最近、人気の投資ブログなどでは為替(FX)取引に関するものが多くあり、また、日本人の友人からも、投資としてFX取引を始めようかと思っている、ということを聞くようになった。「ようになった」というより、2008年のはやり、だったのでしょうか。確かに世界中でこう、株式市場が急落すると、株式じゃない投資先をみつけたくなりますよね。

確かに今のレベルでは円が高いし、国としてすごい債務を抱えた日本の円資産だけにおカネを貯めておいたのでは老後の資産として心配だから、という向きのヘッジに、資産の一部を外貨に変えておくことは意味があるかもしれません。

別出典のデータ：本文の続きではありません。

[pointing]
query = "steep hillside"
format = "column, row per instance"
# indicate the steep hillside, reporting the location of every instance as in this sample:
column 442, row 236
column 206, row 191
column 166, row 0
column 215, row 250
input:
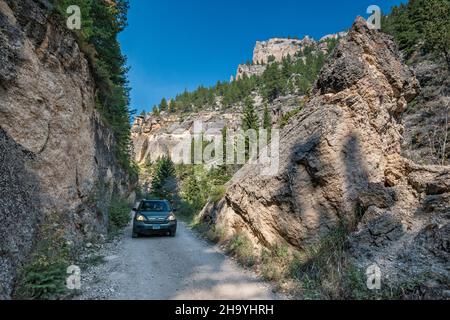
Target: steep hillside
column 280, row 77
column 58, row 160
column 341, row 169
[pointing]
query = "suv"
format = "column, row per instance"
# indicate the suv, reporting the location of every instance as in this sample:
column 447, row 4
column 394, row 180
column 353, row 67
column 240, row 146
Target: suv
column 154, row 217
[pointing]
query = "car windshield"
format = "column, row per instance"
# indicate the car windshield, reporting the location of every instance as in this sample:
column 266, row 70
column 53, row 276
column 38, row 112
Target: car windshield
column 154, row 206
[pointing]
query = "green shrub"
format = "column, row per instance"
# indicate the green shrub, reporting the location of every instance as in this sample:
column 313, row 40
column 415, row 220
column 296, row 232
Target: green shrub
column 217, row 193
column 44, row 278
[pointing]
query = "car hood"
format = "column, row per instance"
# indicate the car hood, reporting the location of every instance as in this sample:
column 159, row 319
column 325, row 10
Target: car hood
column 154, row 215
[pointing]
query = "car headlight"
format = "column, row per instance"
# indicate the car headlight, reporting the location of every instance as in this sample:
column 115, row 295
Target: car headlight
column 140, row 217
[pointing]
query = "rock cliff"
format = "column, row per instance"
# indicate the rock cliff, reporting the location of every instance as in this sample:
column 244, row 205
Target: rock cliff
column 57, row 159
column 340, row 162
column 154, row 136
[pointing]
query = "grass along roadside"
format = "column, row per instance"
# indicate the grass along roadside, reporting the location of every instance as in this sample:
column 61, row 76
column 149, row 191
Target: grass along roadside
column 323, row 271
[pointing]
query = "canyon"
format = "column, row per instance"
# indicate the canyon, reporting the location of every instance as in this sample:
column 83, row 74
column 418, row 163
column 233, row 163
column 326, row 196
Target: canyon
column 58, row 167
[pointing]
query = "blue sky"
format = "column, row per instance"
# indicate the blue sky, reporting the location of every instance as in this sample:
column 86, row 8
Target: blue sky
column 173, row 45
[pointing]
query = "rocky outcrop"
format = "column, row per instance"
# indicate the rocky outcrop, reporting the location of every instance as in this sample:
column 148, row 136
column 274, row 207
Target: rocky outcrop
column 249, row 70
column 340, row 162
column 57, row 157
column 279, row 48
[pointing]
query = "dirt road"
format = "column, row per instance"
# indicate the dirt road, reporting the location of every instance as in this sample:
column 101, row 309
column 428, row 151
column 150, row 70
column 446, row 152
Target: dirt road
column 184, row 267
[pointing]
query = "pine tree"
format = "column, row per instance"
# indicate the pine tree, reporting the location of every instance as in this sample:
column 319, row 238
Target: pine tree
column 250, row 120
column 164, row 183
column 163, row 105
column 173, row 106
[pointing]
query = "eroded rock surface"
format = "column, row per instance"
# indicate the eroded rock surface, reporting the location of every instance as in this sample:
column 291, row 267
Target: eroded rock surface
column 57, row 157
column 340, row 161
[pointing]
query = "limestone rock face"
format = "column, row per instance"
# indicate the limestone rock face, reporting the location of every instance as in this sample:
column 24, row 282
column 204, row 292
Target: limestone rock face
column 249, row 70
column 340, row 161
column 57, row 159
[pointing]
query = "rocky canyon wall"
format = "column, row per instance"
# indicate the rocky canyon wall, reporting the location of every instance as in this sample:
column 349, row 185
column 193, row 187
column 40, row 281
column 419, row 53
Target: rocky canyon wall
column 340, row 162
column 57, row 157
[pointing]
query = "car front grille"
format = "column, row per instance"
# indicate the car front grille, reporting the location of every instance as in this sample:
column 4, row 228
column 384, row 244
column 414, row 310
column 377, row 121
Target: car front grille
column 155, row 221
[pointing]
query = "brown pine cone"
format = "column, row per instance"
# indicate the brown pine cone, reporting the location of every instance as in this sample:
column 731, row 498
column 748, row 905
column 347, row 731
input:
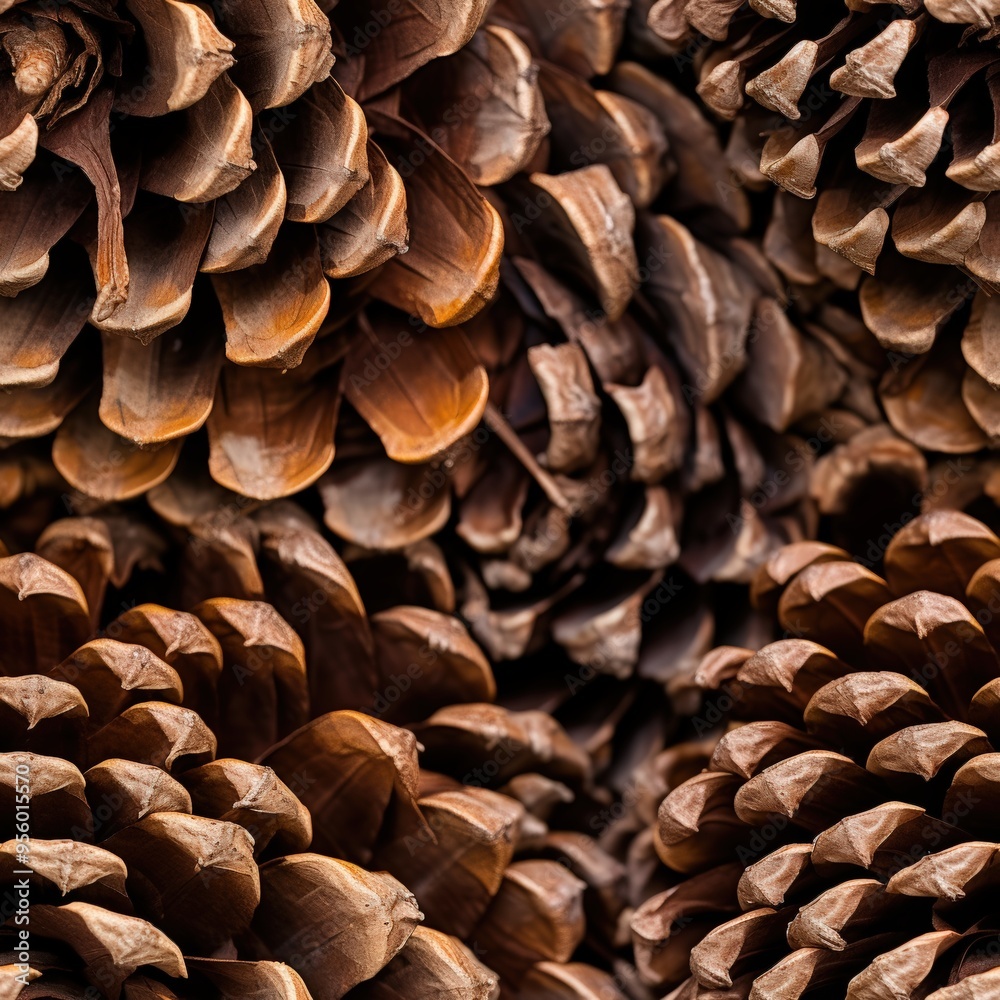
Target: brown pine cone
column 840, row 840
column 225, row 185
column 882, row 117
column 197, row 825
column 580, row 174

又は、ギャンブル的に短期で取引して、儲かったときの気分を味わうのにも良いかもしれない。

でも基本的に、長期的な資産形成の為の投資としては、FXは向かないと思うのです。

そのほとんど唯一の、でも大きな理由は、為替投資が成長のないゼロサムゲームだからです。

為替は、もちろん投資先として「成長」することはありませんから、上下動があるとしてもいつかは元に戻る(ずっと昔に円が人為的に360円/ドルに固定されていたときからの変化は別だけど、自由市場での話)。とすればゼロサム・ゲームで、為替取引で10%得した人がいれば、10%損した人もいるわけで、平均のゲインはゼロ。平均ゼロであれば、取引コストや物価上昇を引いた後の実質はマイナスになりますね。

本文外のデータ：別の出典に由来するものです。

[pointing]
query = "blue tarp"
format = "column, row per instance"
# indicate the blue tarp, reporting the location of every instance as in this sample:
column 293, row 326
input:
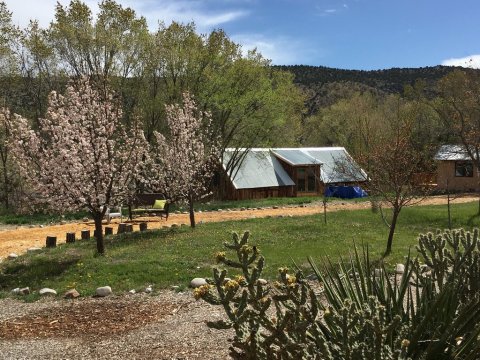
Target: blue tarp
column 345, row 192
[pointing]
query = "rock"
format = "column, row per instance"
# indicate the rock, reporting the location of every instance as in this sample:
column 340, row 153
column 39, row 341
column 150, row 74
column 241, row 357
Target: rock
column 24, row 291
column 262, row 282
column 103, row 291
column 47, row 291
column 400, row 268
column 197, row 282
column 71, row 294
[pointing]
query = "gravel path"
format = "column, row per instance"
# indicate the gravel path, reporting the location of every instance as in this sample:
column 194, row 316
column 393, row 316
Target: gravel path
column 168, row 325
column 178, row 332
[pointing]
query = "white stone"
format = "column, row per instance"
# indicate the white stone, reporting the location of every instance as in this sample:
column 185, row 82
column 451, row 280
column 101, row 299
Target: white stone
column 24, row 291
column 400, row 268
column 71, row 294
column 197, row 282
column 103, row 291
column 47, row 291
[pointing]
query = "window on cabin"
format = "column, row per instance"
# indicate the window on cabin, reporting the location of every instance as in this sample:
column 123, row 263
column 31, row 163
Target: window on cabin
column 306, row 179
column 463, row 169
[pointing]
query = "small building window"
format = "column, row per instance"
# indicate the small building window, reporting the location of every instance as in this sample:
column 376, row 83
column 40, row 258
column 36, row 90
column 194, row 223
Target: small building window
column 463, row 169
column 306, row 181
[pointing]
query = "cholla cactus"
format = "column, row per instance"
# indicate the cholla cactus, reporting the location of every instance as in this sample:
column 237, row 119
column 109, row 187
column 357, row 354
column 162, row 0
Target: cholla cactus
column 359, row 316
column 261, row 331
column 452, row 256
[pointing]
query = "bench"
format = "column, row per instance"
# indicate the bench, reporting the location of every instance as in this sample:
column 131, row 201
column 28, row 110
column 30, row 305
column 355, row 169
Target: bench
column 149, row 205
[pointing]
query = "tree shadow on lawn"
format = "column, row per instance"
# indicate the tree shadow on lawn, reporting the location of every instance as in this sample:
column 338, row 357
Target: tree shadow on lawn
column 34, row 270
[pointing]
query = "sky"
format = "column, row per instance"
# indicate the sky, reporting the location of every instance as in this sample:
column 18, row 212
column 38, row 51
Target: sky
column 346, row 34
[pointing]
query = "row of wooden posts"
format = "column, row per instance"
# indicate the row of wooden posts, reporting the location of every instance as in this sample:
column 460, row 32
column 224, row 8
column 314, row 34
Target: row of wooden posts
column 85, row 234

もちろん、自分は為替レートの動きの予測に自信があるから、そんなロスは出さない、という向きもあるでしょう。だけど、為替レートの変化には政治・経済・市場の需給など様々な要素が含まれ、それに現在では世界規模の大きなファンドのお金の流れがあるから一昔前の経済の教科書にでてきた利率の差からの計算だけでは役に立たず、レートの動きの予測はプロにでも難しいのです。

それに較べて株式(またはインデックス、ETFなど)はどうか。昨年の米国・新興国を含めての世界的な暴落などをみると「とても外国株投資なんてリスクが大きくて・・・」と思えます。それは確かに、成長の高い新興国ほどリスクも大きいわけだけど、でもFXと較べての大きな違いはゼロサムではない」ということ。長い目で見て株式市場全体は成長しており、各国の市場がどのくらい上がるかというのはごく大雑把に言って、その国の経済成長率、つまりGDPの伸び(これが大まかに言って企業の成長と重なるので)、プラスアルファ(個別株であれば値上がりの他に配当があるので)と見て良いと思います。

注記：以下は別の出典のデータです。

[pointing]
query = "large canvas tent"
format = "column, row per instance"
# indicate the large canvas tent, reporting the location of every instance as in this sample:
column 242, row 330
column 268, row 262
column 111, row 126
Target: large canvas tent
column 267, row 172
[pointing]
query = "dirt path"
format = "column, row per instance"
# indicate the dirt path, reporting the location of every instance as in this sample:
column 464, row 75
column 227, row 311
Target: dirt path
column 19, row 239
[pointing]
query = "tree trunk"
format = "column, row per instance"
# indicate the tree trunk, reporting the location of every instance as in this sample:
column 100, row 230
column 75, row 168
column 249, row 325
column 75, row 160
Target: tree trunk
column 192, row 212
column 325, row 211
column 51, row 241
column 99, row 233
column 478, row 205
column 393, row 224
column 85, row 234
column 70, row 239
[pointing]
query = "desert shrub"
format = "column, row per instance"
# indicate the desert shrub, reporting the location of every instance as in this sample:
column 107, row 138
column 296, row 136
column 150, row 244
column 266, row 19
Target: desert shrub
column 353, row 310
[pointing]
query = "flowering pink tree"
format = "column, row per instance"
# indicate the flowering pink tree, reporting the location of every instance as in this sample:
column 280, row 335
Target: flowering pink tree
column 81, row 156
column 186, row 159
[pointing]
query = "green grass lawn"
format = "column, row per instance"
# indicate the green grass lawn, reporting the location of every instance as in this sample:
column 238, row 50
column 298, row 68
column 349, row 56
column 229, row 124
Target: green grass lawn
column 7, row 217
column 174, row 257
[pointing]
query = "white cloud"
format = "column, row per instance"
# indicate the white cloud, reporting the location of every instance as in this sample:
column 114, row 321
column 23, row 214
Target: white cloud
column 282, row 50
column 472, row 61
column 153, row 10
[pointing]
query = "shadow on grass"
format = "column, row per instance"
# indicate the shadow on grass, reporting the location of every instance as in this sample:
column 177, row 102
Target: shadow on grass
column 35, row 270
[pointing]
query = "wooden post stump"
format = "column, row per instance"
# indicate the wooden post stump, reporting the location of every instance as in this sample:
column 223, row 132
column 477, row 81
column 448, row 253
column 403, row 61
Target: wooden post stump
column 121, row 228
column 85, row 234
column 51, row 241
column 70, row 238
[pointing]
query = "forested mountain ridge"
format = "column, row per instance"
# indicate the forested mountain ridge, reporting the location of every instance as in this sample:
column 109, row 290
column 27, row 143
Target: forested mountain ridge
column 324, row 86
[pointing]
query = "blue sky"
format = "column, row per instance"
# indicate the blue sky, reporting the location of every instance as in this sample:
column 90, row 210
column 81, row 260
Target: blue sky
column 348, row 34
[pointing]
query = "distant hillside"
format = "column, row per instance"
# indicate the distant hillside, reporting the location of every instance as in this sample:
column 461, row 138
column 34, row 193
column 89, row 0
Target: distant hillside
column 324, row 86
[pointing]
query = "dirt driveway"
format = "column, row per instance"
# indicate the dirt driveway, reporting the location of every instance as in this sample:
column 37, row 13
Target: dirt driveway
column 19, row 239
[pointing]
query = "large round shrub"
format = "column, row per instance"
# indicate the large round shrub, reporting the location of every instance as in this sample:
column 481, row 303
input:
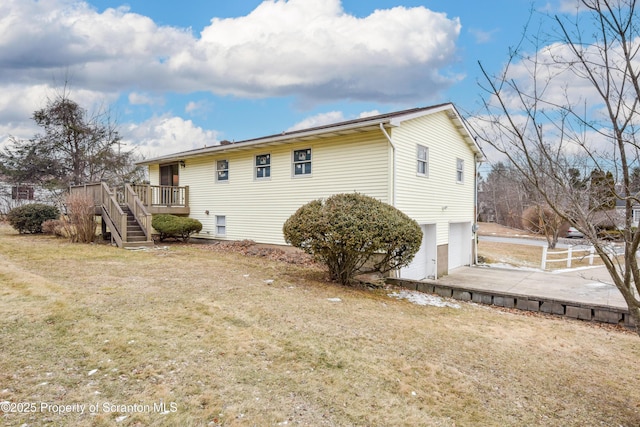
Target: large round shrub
column 29, row 218
column 351, row 233
column 175, row 226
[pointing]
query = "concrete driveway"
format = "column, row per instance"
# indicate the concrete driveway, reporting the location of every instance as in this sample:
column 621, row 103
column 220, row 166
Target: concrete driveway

例えば昨日、中国のGDPの伸びは6.8%に減速したとの記事があり、

中国国家統計局は22日、2008年10―12月期の国内総生産(GDP)が実質で前年同期に比べ6.8%増えたと発表した。四半期ベースでは7年ぶりの低水準。この結果、08年通年のGDP伸び率は9.0%増と、6年ぶりに一ケタ台に落ち込んだ。

(日経より)

以前の二ケタ台の成長に較べればもちろん、かなりの減速であり、イメージとしてはもう投資先として魅力がないのか、と思ってしまいますね。でも考えてみれば7%は日本の高度成長のさなかと同じくらいで、そのころの日本株(インデックスでも)に投資しそのまま長期保有していれば、20年、30年単位で見れば老後の資金の心配は要らない、という立場でしょう。もちろん株式でもインデックス投資でも新興国でも、投資先やタイミングを間違えればリスクを負うことも、損を出すこともありうるけど、平均リターンが7%であれば17%得した人も、3%損した人も・・・というわけで確率的にはFXのゼロサムゲームより良い訳です。

もちろん昨年の様に中国市場が暴落して、1年で大きな損が出ることもありうる。でもそれは、5年続いた新興国市場のバブル的な上昇の後、2007年の終わりにはPER(株価収益率)が50倍にもなっていた時点の投資であればどんな市場でもリスクは高いです。で、どの時点でどの市場が「適正な価格」かは、今の大変な状況では判断しにくいけれども、長期投資の根本であればやはり、平均がゼロでなく「成長」を織り込んだ対象が有利、と思うわけです。